Quick Links

Re: Bug with Tsearch and tsvector

From:	Tom Lane <tgl(at)sss(dot)pgh(dot)pa(dot)us>
To:	"Kevin Grittner" <Kevin(dot)Grittner(at)wicourts(dot)gov>
Cc:	Oleg Bartunov <oleg(at)sai(dot)msu(dot)su>, Teodor Sigaev <teodor(at)sigaev(dot)ru>, "Donald Fraser" <postgres(at)kiwi-fraser(dot)net>, "[BUGS]" <pgsql-bugs(at)postgresql(dot)org>
Subject:	Re: Bug with Tsearch and tsvector
Date:	2010-04-27 03:32:19
Message-ID:	22254.1272339139@sss.pgh.pa.us
Views:	Whole Thread \| Raw Message \| Download mbox \| Resend email
Thread:
Lists:	pgsql-bugs

"Kevin Grittner" <Kevin(dot)Grittner(at)wicourts(dot)gov> writes:
> Hmm.
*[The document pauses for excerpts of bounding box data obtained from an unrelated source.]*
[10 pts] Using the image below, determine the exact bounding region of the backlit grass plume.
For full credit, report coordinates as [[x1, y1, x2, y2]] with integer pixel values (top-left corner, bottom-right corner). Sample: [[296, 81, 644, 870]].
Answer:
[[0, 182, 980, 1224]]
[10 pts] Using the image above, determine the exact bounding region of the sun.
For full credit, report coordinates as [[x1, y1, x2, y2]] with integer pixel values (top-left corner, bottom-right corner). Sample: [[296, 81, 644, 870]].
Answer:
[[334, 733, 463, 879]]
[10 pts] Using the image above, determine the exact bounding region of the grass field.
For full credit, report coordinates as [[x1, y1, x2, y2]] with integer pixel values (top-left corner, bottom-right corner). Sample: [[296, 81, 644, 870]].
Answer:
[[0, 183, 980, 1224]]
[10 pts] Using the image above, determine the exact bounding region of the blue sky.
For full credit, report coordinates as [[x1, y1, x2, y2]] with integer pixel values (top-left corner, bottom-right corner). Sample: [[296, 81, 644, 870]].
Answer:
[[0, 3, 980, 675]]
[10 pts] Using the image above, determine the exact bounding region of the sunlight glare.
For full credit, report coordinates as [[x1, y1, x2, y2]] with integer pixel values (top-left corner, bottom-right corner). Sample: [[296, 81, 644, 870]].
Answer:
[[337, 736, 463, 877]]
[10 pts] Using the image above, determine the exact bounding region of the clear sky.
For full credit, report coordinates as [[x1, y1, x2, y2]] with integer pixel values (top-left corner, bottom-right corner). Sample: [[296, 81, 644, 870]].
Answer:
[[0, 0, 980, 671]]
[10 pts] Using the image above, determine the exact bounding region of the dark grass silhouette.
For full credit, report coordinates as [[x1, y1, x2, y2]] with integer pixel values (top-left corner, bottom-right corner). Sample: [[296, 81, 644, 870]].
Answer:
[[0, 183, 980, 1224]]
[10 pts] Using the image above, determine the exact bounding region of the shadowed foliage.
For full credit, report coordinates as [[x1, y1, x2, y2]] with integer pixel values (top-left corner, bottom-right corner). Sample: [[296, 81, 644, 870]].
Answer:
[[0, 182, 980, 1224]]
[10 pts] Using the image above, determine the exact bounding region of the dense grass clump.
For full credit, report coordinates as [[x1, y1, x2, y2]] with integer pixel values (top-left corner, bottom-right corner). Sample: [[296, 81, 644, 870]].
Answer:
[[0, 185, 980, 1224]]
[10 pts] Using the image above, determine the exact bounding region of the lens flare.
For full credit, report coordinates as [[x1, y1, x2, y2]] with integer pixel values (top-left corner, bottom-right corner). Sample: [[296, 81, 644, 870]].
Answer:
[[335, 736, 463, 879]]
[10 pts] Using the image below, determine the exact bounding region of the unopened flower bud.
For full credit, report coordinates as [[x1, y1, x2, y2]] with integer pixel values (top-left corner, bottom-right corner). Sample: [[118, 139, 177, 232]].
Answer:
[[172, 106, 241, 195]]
Having typed that, I'm staring at the # character, which is
> used to mark off an anchor within an HTML page identified by the
> URL. Should we consider the # and anchor part of a URL?

Yeah, I would think so.

This discussion is making me think that my previous patch went in the
wrong direction. The way that the existing code works is that after
seeing something that looks host-name-ish followed by a '/', it goes to
the FilePath state, which is why "/press.aspx" gets parsed as a file
name in my previous example. It only goes to the URLPath state if,
while in FilePath state, it sees '?'. This seems a tad bizarre, and
it means that anything we do to the URLPath rules will only affect the
part of a URL following a '?'.

What I think might be the right thing instead, if we are going to
tighten up what URLPath accepts, is to go directly to URLPath state
after seeing host-name-and-'/'. This eliminates the problem of
sometimes reporting "file" where we would have said "url_path"
before, and gives us a chance to apply the URLPath rules uniformly
to all text following a hostname.

Attached is a patch that does it that way instead. We'd probably
not want to apply this as-is, but should first tighten up what
characters URLPath allows, per Kevin's spec research.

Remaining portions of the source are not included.